Hunter Biden, the second son of US Vice President Joe Biden has become a member of the Board of Directors of oil and gas holding Burisma, which engages in hydrocarbon production in Ukraine. Biden Jr. expressed hope that his knowledge would benefit the Ukrainian people.
The report says that in the company, Hunter will be supervising the legal department and engage in promoting the company in international organizations. His main job will remain with Schiller & Flexner LLP law firm based in New York.
Biden will advise on “transparency, corporate governance and responsibility, international expansion and other priorities” to ”contribute to the economy and benefit the people of Ukraine.”

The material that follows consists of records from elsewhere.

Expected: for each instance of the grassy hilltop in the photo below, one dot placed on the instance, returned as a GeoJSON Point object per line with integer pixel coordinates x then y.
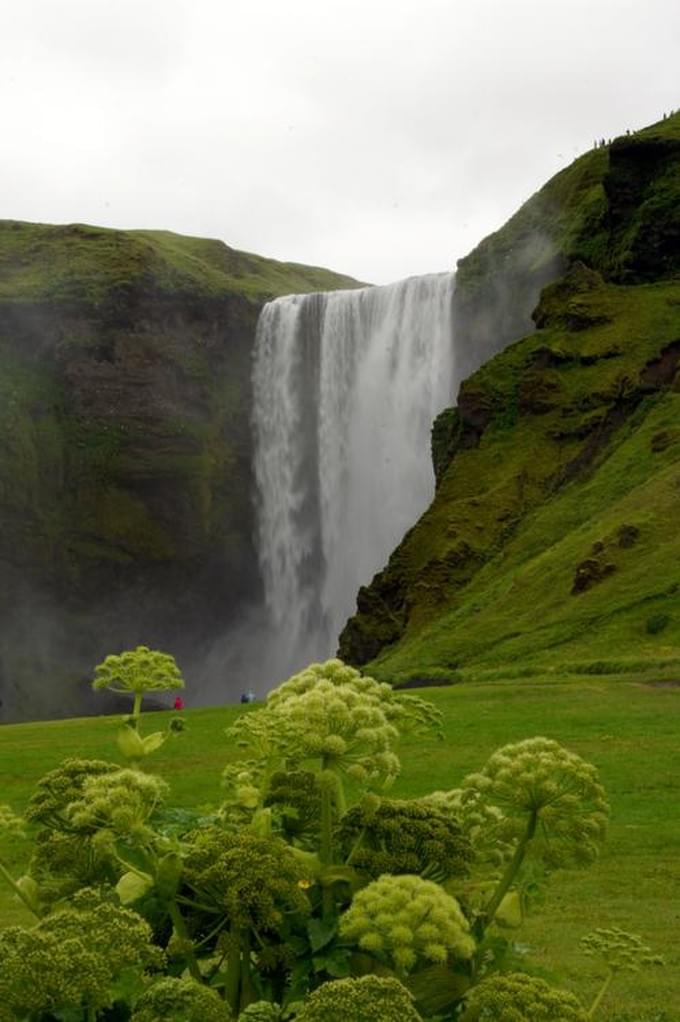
{"type": "Point", "coordinates": [551, 542]}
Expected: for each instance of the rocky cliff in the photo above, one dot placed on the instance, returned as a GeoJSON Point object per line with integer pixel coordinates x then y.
{"type": "Point", "coordinates": [125, 463]}
{"type": "Point", "coordinates": [551, 538]}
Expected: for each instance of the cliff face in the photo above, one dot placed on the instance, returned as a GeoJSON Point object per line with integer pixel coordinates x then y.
{"type": "Point", "coordinates": [549, 540]}
{"type": "Point", "coordinates": [125, 464]}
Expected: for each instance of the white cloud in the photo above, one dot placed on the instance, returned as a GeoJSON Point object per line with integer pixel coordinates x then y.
{"type": "Point", "coordinates": [378, 138]}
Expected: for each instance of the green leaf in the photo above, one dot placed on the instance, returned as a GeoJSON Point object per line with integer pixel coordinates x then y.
{"type": "Point", "coordinates": [436, 988]}
{"type": "Point", "coordinates": [320, 933]}
{"type": "Point", "coordinates": [129, 742]}
{"type": "Point", "coordinates": [153, 742]}
{"type": "Point", "coordinates": [332, 874]}
{"type": "Point", "coordinates": [132, 886]}
{"type": "Point", "coordinates": [336, 964]}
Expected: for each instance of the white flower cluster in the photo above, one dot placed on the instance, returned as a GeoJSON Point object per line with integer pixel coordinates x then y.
{"type": "Point", "coordinates": [405, 921]}
{"type": "Point", "coordinates": [538, 778]}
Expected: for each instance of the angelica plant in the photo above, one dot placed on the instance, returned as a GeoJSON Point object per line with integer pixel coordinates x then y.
{"type": "Point", "coordinates": [24, 888]}
{"type": "Point", "coordinates": [138, 671]}
{"type": "Point", "coordinates": [516, 997]}
{"type": "Point", "coordinates": [371, 999]}
{"type": "Point", "coordinates": [261, 1011]}
{"type": "Point", "coordinates": [621, 951]}
{"type": "Point", "coordinates": [381, 835]}
{"type": "Point", "coordinates": [172, 1000]}
{"type": "Point", "coordinates": [551, 800]}
{"type": "Point", "coordinates": [245, 888]}
{"type": "Point", "coordinates": [71, 961]}
{"type": "Point", "coordinates": [407, 921]}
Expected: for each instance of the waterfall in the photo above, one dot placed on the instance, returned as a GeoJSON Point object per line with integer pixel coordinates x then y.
{"type": "Point", "coordinates": [346, 386]}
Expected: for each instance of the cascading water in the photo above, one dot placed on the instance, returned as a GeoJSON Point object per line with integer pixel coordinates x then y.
{"type": "Point", "coordinates": [346, 386]}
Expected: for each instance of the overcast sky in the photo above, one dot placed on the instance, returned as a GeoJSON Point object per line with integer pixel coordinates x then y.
{"type": "Point", "coordinates": [381, 139]}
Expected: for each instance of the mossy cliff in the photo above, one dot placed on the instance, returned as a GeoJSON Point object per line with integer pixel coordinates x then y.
{"type": "Point", "coordinates": [552, 540]}
{"type": "Point", "coordinates": [125, 463]}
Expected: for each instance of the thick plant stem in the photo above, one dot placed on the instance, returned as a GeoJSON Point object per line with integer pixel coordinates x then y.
{"type": "Point", "coordinates": [137, 707]}
{"type": "Point", "coordinates": [506, 880]}
{"type": "Point", "coordinates": [326, 849]}
{"type": "Point", "coordinates": [182, 933]}
{"type": "Point", "coordinates": [4, 872]}
{"type": "Point", "coordinates": [246, 993]}
{"type": "Point", "coordinates": [600, 994]}
{"type": "Point", "coordinates": [233, 979]}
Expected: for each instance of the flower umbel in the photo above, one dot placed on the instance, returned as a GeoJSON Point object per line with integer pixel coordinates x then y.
{"type": "Point", "coordinates": [405, 921]}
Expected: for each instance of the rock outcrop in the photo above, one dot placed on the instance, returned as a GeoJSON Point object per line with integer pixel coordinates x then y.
{"type": "Point", "coordinates": [565, 436]}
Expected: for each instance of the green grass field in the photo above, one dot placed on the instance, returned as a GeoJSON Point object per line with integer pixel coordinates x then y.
{"type": "Point", "coordinates": [629, 729]}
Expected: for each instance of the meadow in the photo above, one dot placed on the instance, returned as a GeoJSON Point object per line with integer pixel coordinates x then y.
{"type": "Point", "coordinates": [628, 728]}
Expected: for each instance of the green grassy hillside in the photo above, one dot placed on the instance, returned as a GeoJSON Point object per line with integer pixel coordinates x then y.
{"type": "Point", "coordinates": [80, 263]}
{"type": "Point", "coordinates": [125, 454]}
{"type": "Point", "coordinates": [627, 728]}
{"type": "Point", "coordinates": [551, 541]}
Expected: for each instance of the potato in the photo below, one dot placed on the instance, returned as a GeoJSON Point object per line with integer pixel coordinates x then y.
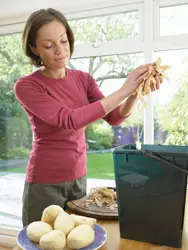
{"type": "Point", "coordinates": [80, 220]}
{"type": "Point", "coordinates": [54, 240]}
{"type": "Point", "coordinates": [50, 213]}
{"type": "Point", "coordinates": [80, 236]}
{"type": "Point", "coordinates": [64, 222]}
{"type": "Point", "coordinates": [37, 229]}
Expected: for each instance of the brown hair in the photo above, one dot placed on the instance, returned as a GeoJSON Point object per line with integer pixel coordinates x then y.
{"type": "Point", "coordinates": [33, 24]}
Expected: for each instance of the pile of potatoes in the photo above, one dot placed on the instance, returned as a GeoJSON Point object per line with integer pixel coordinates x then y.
{"type": "Point", "coordinates": [58, 230]}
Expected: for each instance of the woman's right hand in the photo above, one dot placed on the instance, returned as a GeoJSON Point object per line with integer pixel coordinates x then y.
{"type": "Point", "coordinates": [135, 77]}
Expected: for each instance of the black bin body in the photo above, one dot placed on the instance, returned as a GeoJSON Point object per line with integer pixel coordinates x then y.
{"type": "Point", "coordinates": [151, 195]}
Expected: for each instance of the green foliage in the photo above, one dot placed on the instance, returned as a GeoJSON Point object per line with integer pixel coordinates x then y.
{"type": "Point", "coordinates": [174, 117]}
{"type": "Point", "coordinates": [101, 133]}
{"type": "Point", "coordinates": [100, 166]}
{"type": "Point", "coordinates": [14, 126]}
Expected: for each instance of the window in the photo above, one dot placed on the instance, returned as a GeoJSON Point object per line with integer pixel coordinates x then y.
{"type": "Point", "coordinates": [106, 28]}
{"type": "Point", "coordinates": [173, 20]}
{"type": "Point", "coordinates": [171, 101]}
{"type": "Point", "coordinates": [109, 42]}
{"type": "Point", "coordinates": [110, 73]}
{"type": "Point", "coordinates": [15, 133]}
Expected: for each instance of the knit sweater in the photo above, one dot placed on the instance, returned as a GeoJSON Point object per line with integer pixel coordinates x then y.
{"type": "Point", "coordinates": [59, 110]}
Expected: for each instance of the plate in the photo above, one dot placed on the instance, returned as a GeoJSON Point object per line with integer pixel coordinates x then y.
{"type": "Point", "coordinates": [100, 238]}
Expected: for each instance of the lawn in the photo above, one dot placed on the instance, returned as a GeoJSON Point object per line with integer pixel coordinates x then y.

Joe Biden’s senior campaign adviser in 2004, financier Devon Archer, a business partner of Hunter Biden’s, also joined the Bursima board claiming it was like ‘Exxon in the old days’.
Biden Jnr’s resume is unsurprisingly sprinkled with Ivy-league dust – he is on the Chairman’s Advisory Board for the National Democratic Institute, a director for the Center for National Policy and the US Global Leadership Coalition comprising 400 American businesses, NGOs, senior national security and foreign policy experts.
Former US President Bill Clinton appointed him an Executive Director of E-Commerce Policy and he was honorary co-chair of the 2008 Obama-Biden Inaugural Committee.
Burisma Holdings was set up in 2002. Its licenses cover Ukraine’s three key hydrocarbon basins, including Dnieper-Donets (in eastern Ukraine), Carpathian (western) and Azov-Kuban (southern Ukraine).
The Biden board news came as Gazprom moved Ukraine to a prepaid gas delivery regime and sent Naftogaz, Ukraine’s gas champion, a $1.66 billion bill for June with a June 2 deadline.
Ukraine currently stores about 9 billion cubic meters of gas, and by the winter needs 18.5bcm. Kiev bought 27.7 billion cubic meters from Gazprom for which it still owes some $3.5 bn in 2013.
Gazprom is demanding Kiev pays $485 per 1,000 cubic meters, raised from $268.50. Kiev rejects the new price as “politically motivated” and refuses to pay its debt.